Вместе с сумбурным объяснением в руку постового перекочевала серебряная монетка.

– А сама она немая, что ли? – усомнился янычар, пряча в пояс подношение.

– Да нет. Молитву читает.

Стражник рассмотрел в руках женщин четки и успокоился.

Повозка покатилась в сторону скал.

Когда кочи завернул за ближайший выступ, створки ворот захлопнулись. Базарная стража все-таки нашла местного судью.

 

5

– Так ты говоришь, что видишь недоступное остальным?

Голос Салы-ага был сух. Дахий, один из четырех янычар, поделивших власть в Сербии, самолично взялся за расследование странного убийства.

Он не верил оборванцу, но не спешил с поспешными выводами. Белый хадж на голове незнакомца – символ достаточный, чтобы выслушать и постараться понять, но это не значит, что носитель тюрбана непогрешим.

Алекс искоса оценивал турка.

Салы-ага, дахий. Пятидесятилетний слегка располневший, но еще крепкий в кости мужчина. Шитый золотом халат, наборный пояс из золотых пластин, даже на тюрбане золотая брошь. Одутловатое лицо, на котором выделяются толстые мясистые губы сластолюбца и пустые, холодные, как морская галька, змеиные глаза. Дахий считал себя полноправным хозяином этих мест, и убийство турка под самым носом вывело его из себя.

– Уважаемый, я уже два раза рассказал всю мою историю, – Алекс, одетый в лохмотья дервиша, нервничал. – Да! В горах меня словили заросшие шерстью разбойники. Они пытали меня огнем, рвали клещами, ломали суставы, чтобы я отринул истинную веру и принял крест… Аллах, да будет воля его, дал мне силы и укрепил в час испытания, так что я выжил… выжил с именем Аллаха на устах… За это всевышний даровал мне необычную награду. Я вижу тех, над кем судьба уже занесла меч. Иногда в таких случаях мне удается предупредить угрозу, отвести опасность. Но такое получается лишь тогда, когда человек сам стремиться избавиться от угрозы, борется, а не отказывается от помощи.

– Ты говоришь, как наставник из медресе… Это Аллах вложил тебе в уста слова учености?

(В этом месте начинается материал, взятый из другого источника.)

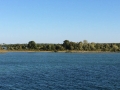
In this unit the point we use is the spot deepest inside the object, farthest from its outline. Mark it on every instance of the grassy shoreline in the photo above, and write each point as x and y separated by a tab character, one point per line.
65	51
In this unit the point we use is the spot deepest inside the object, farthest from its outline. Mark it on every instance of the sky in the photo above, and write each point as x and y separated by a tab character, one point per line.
53	21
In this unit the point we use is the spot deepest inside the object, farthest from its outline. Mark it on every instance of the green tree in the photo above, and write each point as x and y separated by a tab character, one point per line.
32	45
115	48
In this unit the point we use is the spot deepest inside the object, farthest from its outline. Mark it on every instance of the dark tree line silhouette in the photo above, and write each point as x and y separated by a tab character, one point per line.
67	45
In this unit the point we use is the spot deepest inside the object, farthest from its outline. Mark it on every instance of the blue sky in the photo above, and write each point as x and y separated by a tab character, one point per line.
53	21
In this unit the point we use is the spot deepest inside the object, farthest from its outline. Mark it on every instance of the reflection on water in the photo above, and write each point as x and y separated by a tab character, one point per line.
59	71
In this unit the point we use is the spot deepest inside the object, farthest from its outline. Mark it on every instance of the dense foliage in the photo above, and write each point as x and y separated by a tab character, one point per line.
66	46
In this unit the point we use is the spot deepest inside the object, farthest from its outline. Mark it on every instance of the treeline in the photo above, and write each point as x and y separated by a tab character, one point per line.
66	46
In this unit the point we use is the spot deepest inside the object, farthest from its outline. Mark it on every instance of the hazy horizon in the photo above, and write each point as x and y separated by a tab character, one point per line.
53	21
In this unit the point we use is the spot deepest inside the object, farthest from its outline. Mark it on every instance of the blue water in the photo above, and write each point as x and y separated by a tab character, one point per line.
59	71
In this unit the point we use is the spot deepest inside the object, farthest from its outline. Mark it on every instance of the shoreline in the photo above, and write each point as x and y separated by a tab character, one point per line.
66	51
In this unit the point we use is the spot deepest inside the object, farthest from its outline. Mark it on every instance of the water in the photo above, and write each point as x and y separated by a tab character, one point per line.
59	71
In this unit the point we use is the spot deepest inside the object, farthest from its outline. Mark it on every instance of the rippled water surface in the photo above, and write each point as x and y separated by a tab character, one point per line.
59	71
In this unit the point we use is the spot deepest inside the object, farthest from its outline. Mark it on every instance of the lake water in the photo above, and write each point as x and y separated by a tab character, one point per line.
59	71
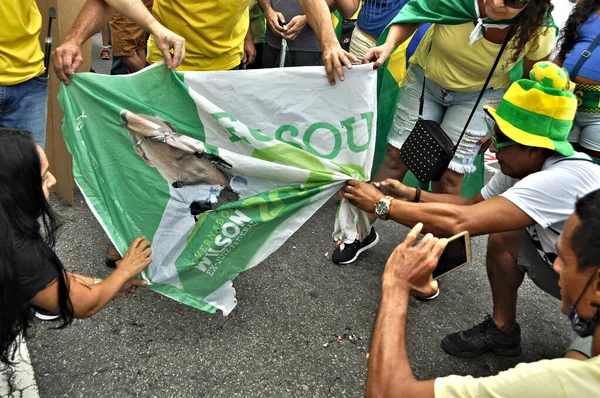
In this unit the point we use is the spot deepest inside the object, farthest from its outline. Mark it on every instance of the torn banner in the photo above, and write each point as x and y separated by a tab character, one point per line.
216	169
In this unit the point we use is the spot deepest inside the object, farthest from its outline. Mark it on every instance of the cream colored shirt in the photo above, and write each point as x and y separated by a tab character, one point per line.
544	379
21	57
455	65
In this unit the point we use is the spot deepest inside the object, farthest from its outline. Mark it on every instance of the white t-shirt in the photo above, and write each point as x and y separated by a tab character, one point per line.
544	379
548	196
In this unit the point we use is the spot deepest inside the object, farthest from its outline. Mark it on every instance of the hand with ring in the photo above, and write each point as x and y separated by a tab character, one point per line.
362	195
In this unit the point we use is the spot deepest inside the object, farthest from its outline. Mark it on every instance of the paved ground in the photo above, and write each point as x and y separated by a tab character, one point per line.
282	339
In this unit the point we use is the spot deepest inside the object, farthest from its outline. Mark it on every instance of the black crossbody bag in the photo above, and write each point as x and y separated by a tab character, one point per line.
428	150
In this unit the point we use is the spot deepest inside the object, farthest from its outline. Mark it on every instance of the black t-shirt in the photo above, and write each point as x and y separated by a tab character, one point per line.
33	274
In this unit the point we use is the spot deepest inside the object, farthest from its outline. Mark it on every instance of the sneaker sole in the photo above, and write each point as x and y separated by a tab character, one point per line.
498	351
429	298
362	249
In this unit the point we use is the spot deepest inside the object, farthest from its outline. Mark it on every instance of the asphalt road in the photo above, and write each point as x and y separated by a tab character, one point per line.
282	339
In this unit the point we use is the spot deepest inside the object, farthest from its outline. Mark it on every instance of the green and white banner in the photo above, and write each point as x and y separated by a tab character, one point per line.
216	169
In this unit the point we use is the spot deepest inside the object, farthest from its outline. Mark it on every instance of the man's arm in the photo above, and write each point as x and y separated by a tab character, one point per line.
94	15
347	7
397	35
319	18
273	17
408	270
444	219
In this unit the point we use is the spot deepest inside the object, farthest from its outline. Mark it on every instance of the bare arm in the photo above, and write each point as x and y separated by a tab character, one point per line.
400	191
408	270
88	298
319	18
94	15
397	35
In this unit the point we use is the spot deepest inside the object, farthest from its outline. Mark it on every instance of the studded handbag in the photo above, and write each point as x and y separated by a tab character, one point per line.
428	150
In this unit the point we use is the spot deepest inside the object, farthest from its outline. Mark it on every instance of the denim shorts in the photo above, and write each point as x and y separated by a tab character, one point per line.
25	106
450	109
586	131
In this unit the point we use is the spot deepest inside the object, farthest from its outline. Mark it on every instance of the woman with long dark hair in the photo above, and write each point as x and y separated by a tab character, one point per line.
576	47
30	272
454	59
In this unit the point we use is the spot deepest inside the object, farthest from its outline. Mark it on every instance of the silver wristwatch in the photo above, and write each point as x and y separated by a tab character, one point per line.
382	207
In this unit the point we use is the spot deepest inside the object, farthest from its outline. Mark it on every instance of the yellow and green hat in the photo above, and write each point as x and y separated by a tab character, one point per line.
538	112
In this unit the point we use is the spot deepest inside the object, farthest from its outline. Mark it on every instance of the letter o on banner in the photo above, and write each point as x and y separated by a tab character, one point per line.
230	226
337	137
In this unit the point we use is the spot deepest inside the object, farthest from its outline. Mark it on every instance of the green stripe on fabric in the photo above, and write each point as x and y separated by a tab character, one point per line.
534	123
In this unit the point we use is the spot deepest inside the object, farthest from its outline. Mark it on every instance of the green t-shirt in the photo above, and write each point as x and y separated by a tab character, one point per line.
257	22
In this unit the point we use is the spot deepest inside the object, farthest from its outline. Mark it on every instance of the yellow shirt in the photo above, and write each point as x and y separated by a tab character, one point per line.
455	65
543	379
21	57
214	31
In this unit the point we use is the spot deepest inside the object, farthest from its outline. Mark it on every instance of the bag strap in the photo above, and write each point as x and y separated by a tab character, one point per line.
584	56
421	100
487	81
574	159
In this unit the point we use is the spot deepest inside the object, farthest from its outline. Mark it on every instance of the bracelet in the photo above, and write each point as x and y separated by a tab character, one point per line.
417	194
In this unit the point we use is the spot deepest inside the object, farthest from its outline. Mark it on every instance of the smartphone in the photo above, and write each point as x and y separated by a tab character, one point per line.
456	254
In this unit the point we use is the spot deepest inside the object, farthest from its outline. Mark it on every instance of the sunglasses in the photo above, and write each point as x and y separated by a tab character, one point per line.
518	4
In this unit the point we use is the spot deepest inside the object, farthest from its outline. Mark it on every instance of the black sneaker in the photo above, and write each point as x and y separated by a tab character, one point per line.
347	253
483	338
44	315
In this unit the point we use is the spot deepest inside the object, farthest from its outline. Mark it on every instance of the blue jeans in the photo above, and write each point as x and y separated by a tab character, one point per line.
450	109
586	131
25	106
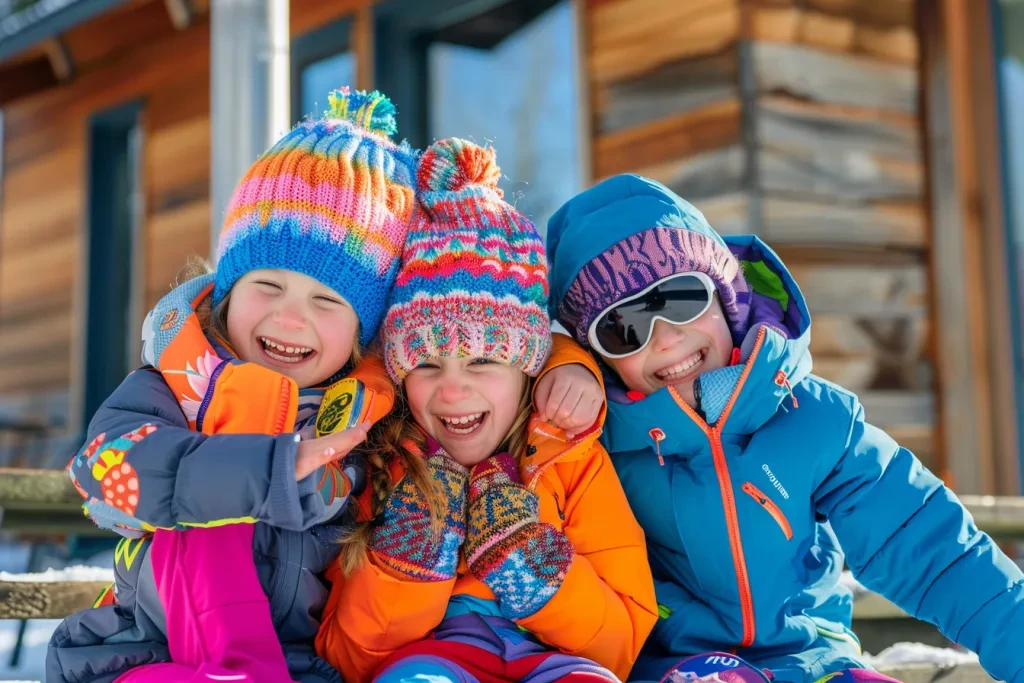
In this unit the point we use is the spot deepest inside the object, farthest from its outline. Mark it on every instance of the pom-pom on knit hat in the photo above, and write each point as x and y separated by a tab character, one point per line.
332	200
474	279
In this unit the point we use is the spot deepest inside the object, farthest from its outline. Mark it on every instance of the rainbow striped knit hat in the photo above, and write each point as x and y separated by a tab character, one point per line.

Салы-ага потирал щеку. Он все еще не верил услышанной сказке.

«Только бы не начал раздевать или за накладную бороду дергать».

Алекс дважды проверял крепость искусственной бородки, сам смешивал клей, и старался не паниковать. Но мысли в голову лезли. Кроме бороды, был еще один слабый момент в его рассказе.

– Сколько тебе лет, бродяга?

– Вот уже тридцать четыре года я пылю на этой земле, о ага… – Алекс поклонился.

Дахий нехорошо усмехнулся.

– Ты седой, как лунь. Ходишь, как утка, рука – за поясом… А все еще не разменял пятый десяток лет?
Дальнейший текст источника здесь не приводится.